Since ArangoDB 2.6, there are two variants of COLLECT that the optimizer can choose from: the sorted variant and the hash variant. The hash variant only becomes a candidate for COLLECT statements that do not use an INTO clause.

The optimizer will always generate a plan that employs the sorted method. The sorted method requires its input to be sorted by the group criteria specified in the COLLECT clause. To ensure correctness of the result, the AQL optimizer will automatically insert a SORT statement into the query in front of the COLLECT statement. The optimizer may be able to optimize away that SORT statement later if a sorted index is present on the group criteria.

In case a COLLECT qualifies for using the hash variant, the optimizer will create an extra plan for it at the beginning of the planning phase. In this plan, no extra SORT statement will be added in front of the COLLECT. This is because the hash variant of COLLECT does not require sorted input. Instead, a SORT statement will be added after the COLLECT to sort its output. This SORT statement may be optimized away again in later stages. If the sort order of the COLLECT is irrelevant to the user, adding the extra instruction SORT null after the COLLECT will allow the optimizer to remove the sorts altogether:

FOR u IN users
  COLLECT age = u.age
  SORT null  /* note: will be optimized away */
  RETURN age

Which COLLECT variant is used by the optimizer depends on the optimizer's cost estimations. The created plans with the different COLLECT variants will be shipped through the regular optimization pipeline. In the end, the optimizer will pick the plan with the lowest estimated total cost as usual.

In general, the sorted variant of COLLECT should be preferred in cases when there is a sorted index present on the group criteria. In this case the optimizer can eliminate the SORT statement in front of the COLLECT, so that no SORT will be left.

If there is no sorted index available on the group criteria, the up-front sort required by the sorted variant can be expensive.
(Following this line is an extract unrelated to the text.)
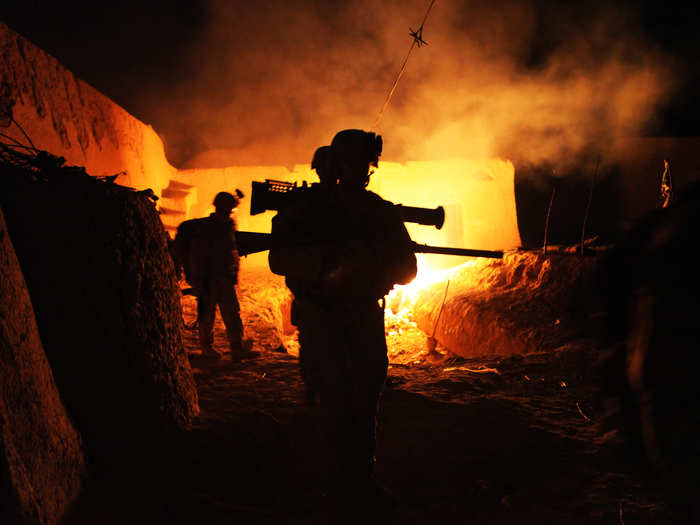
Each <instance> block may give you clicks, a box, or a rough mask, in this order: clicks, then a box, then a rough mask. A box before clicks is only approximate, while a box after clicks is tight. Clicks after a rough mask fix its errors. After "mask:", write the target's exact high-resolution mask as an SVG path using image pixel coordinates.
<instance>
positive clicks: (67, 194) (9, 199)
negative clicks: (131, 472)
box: [0, 155, 198, 463]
In this case it is likely that the optimizer will prefer the hash variant of COLLECT, which does not require its input to be sorted.

Which variant of COLLECT was actually used can be figured out by looking into the execution plan of a query, specifically the AggregateNode and its aggregationOptions attribute.

Setting COLLECT options

options can be used in a COLLECT statement to inform the optimizer about the preferred COLLECT method. When specifying the following appendix to a COLLECT statement, the optimizer will always use the sorted variant of COLLECT and not even create a plan using the hash variant:

OPTIONS { method: "sorted" }

Note that specifying hash as method will not make the optimizer use the hash variant. This is because the hash variant is not eligible for all queries. Instead, if no options or any other method than sorted are specified in OPTIONS, the optimizer will use its regular cost estimations.

COLLECT vs. RETURN DISTINCT

In order to make a result set unique, one can either use COLLECT or RETURN DISTINCT. Behind the scenes, both variants will work by creating an AggregateNode. For both variants, the optimizer may try the sorted and the hashed variant of COLLECT. The difference is therefore mainly syntactical, with RETURN DISTINCT saving a bit of typing when compared to an equivalent COLLECT:

FOR u IN users
  RETURN DISTINCT u.age

FOR u IN users
  COLLECT age = u.age
  RETURN age

However, COLLECT is vastly more flexible than RETURN DISTINCT. Additionally, the order of results is undefined for a RETURN DISTINCT, whereas for a COLLECT the results will be sorted.